Monday, February 25, 2013

Crock Pot Oxtail Stew

Erhmahgerd sterw!  So yeah, wow, it’s been a while, but here we are back again.

Yesterday we made a pretty good meal (really, to serve as lunches at work) from some of the meat provided to us as part of M.F. Dulock’s “meat club.”  On the chopping block: oxtail.  If you don’t know what oxtail is (and admittedly, we didn’t either)….it’s exactly what it sounds like -- the appendage used by bovines to swat at flies on their buttocks.  ;)  There’s more meat on there than you’d think, though, and it turns out it’s great for braising and/or stewing.
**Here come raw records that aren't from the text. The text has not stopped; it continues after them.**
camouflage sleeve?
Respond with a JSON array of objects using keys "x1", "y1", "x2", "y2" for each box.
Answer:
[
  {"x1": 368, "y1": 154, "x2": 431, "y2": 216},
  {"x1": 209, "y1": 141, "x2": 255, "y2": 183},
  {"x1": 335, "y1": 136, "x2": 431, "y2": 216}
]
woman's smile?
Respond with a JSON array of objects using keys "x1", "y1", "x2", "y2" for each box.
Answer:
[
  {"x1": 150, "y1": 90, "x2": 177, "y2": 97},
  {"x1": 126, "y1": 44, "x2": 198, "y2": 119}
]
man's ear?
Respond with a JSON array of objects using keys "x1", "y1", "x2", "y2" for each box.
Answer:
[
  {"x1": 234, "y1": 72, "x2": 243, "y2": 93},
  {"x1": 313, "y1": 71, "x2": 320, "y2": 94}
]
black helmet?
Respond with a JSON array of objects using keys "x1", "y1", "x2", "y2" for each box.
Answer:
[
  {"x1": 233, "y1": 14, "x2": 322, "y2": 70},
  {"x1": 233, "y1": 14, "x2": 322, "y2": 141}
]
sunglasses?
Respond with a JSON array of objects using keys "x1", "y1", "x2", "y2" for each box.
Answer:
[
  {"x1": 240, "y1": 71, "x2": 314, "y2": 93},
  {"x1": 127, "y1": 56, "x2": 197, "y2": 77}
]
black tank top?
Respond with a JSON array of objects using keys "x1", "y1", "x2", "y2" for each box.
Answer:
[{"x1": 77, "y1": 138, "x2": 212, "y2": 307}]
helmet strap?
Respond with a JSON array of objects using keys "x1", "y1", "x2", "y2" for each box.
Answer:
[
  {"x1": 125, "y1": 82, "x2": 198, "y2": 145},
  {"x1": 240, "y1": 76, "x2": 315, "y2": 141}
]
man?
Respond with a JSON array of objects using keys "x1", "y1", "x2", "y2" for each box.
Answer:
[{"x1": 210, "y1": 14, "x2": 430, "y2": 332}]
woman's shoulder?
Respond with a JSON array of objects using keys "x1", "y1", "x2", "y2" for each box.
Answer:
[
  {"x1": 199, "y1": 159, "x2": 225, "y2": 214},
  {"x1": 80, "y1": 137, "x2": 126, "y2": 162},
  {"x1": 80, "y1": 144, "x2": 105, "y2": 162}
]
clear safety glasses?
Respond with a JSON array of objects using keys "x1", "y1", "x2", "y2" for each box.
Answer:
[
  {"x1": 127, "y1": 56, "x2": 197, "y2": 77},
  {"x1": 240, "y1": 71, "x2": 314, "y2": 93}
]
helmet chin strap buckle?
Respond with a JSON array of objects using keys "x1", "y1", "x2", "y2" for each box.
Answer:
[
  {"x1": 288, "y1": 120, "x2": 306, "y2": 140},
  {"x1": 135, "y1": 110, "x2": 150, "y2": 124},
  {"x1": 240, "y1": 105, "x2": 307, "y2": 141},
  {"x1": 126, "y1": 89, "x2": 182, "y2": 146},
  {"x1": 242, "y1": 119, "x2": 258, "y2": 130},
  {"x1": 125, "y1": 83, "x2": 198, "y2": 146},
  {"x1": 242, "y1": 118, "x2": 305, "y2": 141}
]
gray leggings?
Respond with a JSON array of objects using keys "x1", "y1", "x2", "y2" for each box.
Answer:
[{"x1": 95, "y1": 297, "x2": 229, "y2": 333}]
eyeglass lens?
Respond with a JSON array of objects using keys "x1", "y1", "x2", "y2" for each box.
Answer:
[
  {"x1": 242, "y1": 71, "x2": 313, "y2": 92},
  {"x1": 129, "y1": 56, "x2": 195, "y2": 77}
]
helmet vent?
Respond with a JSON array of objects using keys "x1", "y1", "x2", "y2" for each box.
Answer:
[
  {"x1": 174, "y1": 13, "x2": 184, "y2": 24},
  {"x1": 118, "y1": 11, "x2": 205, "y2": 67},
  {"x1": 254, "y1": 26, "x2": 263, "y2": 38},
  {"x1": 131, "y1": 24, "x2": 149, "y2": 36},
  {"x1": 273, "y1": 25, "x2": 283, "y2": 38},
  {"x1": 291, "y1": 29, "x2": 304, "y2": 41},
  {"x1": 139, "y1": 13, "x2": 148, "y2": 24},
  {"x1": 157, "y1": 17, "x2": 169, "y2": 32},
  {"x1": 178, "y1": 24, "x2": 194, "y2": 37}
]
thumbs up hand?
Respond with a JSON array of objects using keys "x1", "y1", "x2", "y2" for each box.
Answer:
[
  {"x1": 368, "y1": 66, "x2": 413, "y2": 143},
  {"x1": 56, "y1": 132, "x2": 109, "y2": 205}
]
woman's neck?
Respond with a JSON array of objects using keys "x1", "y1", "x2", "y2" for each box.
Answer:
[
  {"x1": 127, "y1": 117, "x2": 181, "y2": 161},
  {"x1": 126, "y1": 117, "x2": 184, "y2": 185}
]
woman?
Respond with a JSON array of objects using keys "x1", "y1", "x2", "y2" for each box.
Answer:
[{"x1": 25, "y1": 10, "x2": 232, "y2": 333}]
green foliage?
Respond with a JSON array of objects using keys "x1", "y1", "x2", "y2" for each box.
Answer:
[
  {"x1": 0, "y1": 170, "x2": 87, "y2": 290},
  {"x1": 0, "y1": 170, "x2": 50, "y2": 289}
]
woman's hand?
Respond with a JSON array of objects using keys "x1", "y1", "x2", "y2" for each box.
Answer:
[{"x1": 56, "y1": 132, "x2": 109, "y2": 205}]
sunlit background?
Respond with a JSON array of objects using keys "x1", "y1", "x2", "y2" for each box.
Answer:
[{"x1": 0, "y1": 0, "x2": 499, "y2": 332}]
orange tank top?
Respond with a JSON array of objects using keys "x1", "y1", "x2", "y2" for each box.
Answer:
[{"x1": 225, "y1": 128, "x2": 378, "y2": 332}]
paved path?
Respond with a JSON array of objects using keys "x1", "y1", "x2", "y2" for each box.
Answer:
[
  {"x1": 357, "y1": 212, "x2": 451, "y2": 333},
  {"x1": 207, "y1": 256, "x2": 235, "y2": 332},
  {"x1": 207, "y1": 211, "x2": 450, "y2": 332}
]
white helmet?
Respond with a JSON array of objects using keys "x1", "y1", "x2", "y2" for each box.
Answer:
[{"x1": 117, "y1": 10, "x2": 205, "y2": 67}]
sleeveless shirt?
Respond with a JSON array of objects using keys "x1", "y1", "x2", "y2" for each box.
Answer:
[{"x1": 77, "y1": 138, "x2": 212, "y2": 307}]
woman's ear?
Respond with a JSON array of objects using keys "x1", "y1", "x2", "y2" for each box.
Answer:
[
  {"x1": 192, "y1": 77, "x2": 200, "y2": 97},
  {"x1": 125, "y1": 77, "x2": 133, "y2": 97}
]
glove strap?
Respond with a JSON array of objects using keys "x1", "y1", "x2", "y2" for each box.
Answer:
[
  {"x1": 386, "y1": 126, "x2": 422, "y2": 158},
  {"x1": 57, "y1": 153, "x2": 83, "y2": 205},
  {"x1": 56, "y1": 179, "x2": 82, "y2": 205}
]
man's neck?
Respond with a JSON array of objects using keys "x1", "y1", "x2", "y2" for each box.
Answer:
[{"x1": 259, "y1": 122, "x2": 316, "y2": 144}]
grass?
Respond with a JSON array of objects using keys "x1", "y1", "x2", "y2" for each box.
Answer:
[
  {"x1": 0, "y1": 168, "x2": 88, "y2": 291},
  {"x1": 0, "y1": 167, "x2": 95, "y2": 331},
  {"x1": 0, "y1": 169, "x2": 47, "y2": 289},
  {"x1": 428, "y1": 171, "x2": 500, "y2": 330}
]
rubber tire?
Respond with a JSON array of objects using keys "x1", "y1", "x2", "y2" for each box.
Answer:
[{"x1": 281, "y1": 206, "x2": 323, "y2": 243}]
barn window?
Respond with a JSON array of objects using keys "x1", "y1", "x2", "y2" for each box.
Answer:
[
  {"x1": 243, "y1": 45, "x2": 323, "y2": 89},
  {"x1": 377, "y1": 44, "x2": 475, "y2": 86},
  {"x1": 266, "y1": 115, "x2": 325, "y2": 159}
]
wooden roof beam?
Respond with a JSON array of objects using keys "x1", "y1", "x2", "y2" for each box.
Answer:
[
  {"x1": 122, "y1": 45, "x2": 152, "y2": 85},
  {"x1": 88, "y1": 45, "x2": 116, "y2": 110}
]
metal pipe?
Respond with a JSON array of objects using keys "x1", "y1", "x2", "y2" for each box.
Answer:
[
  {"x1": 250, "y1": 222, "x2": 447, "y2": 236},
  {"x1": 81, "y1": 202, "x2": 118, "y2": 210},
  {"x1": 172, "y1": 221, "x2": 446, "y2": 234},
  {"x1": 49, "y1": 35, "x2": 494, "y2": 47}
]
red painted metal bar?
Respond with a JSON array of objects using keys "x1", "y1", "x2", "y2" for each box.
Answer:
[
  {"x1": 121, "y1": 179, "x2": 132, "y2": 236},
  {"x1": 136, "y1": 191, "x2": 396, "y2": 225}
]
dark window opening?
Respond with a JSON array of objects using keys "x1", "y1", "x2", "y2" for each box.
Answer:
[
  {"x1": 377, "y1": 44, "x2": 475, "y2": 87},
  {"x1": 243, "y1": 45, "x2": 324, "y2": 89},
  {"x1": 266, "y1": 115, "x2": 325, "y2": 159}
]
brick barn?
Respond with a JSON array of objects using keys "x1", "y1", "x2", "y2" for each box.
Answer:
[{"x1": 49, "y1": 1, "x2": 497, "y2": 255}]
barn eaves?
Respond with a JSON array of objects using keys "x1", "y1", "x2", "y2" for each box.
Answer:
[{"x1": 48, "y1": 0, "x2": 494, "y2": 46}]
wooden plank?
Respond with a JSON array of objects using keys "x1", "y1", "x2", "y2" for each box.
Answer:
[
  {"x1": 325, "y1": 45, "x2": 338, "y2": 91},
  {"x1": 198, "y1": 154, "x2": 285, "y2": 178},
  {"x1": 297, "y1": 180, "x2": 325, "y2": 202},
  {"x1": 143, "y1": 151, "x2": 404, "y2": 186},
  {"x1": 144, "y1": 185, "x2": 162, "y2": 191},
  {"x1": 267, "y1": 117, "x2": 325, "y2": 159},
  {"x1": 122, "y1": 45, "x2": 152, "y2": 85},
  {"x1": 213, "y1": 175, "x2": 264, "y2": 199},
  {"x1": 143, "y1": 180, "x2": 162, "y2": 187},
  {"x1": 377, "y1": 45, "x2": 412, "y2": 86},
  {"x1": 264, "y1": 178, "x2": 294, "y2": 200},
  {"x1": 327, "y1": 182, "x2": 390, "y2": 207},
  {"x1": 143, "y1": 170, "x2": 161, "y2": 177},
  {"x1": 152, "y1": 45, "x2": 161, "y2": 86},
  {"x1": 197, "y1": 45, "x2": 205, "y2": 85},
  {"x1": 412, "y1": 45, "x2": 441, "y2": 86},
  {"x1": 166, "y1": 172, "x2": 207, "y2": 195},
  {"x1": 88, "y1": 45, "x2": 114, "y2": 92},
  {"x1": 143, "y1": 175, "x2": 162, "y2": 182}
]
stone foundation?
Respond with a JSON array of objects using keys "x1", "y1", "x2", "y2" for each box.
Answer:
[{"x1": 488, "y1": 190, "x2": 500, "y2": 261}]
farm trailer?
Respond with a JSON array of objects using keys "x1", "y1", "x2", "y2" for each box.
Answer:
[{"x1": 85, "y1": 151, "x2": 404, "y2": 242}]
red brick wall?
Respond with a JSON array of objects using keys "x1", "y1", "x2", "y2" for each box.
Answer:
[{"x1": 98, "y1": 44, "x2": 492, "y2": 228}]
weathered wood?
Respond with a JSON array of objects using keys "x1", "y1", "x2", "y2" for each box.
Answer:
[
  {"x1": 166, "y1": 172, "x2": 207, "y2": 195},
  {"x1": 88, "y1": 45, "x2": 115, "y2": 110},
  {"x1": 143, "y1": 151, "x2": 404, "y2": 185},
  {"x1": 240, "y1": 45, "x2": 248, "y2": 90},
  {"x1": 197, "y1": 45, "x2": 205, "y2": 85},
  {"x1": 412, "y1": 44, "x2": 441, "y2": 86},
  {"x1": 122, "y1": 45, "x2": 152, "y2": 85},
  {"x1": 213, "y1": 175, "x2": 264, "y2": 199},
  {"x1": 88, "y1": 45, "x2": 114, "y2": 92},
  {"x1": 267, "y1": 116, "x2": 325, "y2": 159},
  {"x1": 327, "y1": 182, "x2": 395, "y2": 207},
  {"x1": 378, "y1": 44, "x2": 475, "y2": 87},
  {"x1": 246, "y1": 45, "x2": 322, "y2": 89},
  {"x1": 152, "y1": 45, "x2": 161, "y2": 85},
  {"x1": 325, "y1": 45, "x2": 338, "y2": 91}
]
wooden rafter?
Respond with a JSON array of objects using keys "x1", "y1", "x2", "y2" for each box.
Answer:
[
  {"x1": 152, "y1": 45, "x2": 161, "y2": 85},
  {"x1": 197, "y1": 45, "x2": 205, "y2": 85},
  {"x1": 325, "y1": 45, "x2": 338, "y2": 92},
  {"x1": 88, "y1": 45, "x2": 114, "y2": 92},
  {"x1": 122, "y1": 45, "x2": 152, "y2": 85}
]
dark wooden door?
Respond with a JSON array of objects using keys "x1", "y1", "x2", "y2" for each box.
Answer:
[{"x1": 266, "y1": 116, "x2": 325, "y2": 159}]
Here’s the easy recipe (parsed down from one we found online, and amended slightly to our tastes)….

  • 1.65 pounds oxtail, disjointed (this just means chopped up into singular vertebral chunks)
  • Pork fat that was leftover in a pan where we had cooked breakfast bacon that day
  • 1 onion, chopped
  • 2 cloves garlic, finely chopped
  • 1 cup beef stock
  • 1/2 cup dry red wine
  • 1/4 cup tomato sauce
  • 6 peppercorns
  • 1/4 teaspoon dried oregano
  • 1 dried red chile pepper, chopped (some, but not all, seeds removed)
  • 3 whole cloves
  • 2 carrots, chopped
  • 1 red bell pepper, chopped
  • 1/2 tablespoon chopped parsley
  • 3 potatoes, cut in chunks
  • salt and pepper
Brown the oxtail pieces on all sides in the cast iron skillet with the pork fat, seasoning with salt and pepper to taste.  Add the onions and garlic (with a bit more salt and pepper) and cook about 5 minutes more until the onions start to become translucent.


Put the potatoes and carrots in the bottom of crock pot, and season with salt and pepper.


Add the browned oxtails, onions, garlic, and remaining ingredients.



Cover and cook on low 6 hours or until the meat is easily pulled off (or falling off) the bones.



Quite delicious, super easy, and the house smelled fantastic all day, right from moment the meat went into the pork fat.  The weirdest part is that once you’ve gotten the meat off the bone of “normal” cuts, you are used to what the bones will look like.  Here, you end up with vertebrae.  Freaky.